In lieu of an abstract, here is a brief excerpt of the content:

  • Peter Szondi's Theorie des modernen Dramas (1956/63): From Absolute Drama to Absolute Theory
  • Peter Höyng

Peter Szondi published his dissertation Theorie des modernen Dramas for the first time more than half a century ago. Considering that it is now available in its 26th edition with more than 100,000 copies sold in German alone, the dissertation marks an unparalleled success in the humanities.1 It has not only become a long-selling book, but by now is a justifiable classic. I remember how helpful I considered the slim Suhrkamp volume as a graduate student, since Szondi provides such a seemingly effortless, and therefore all the more persuasive, key to open a comparative outlook on plays by Henrik Ibsen, August Strindberg, Anton Chekhov, Gerhart Hauptmann, Bertolt Brecht, Thornton Wilder, Eugene O'Neill, and Arthur Miller.

The book's usefulness derived from its straightforward thesis, a thesis that also conveniently allows for a brief summary here. Based on a neo-Hegelian point of view, Szondi considers a play to be aesthetically convincing when its content is identical to its form. From Elizabethan and French neoclassicist plays, Szondi extracts and subsumes this form-content congruence and defines the plays' characteristics as absolute Drama, which functions heuristically as his ground zero. Derived from Aristotelian poetics in its opposition to epic elements, the absolute Drama consists of the following three requisites: a) the dramatis personae represent autonomous individuals who are motivated b) to resolve their interpersonal conflicts by speaking to one another. The dialogues unfold c) in a linear time sequence in front of the spectator who watches the actors. Around 1890 modern society began to undermine and ultimately annul the notion of autonomously acting subjects, and thus the ability to resolve through meaningful dialogues. Thereby, Ibsen, Chekhov, Strindberg, Hauptmann, and Maeterlinck were confronted with a crisis of the absolute Drama without yet finding an adequate, formal solution. They inadvertently introduced epic elements in their plays, and thus destabilized the centerpiece of the drama, the meaningful dialogue. In the eyes of Szondi, it was up to playwrights such as Brecht, Ferdinand Bruckner, Pirandello, O'Neill, Wilder, [End Page 314] and Miller to create "Lösungsversuche" for the crisis by explicitly introducing epic elements into their plays, and thus sublimating the dialectical rift between form and content that occurred a generation earlier.

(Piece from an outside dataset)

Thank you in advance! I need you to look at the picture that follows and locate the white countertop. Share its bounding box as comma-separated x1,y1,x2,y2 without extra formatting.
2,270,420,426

When re-reading the text—this time in the superb English edition from 1987—I caught myself in an ambiguous, even uncomfortable position. On the one hand, Szondi's rhetorical presentation of his thesis allegorizes what it postulates: form and content become alike since he includes only the bare minimum of information for what is necessary in supporting his argument. As a result, I was again impressed by how precise and coherent Szondi presents his interpretation of plays written between 1890–1950. On the other hand, I found his hermetically sealed argument so well presented that it simultaneously becomes its Achilles' heel.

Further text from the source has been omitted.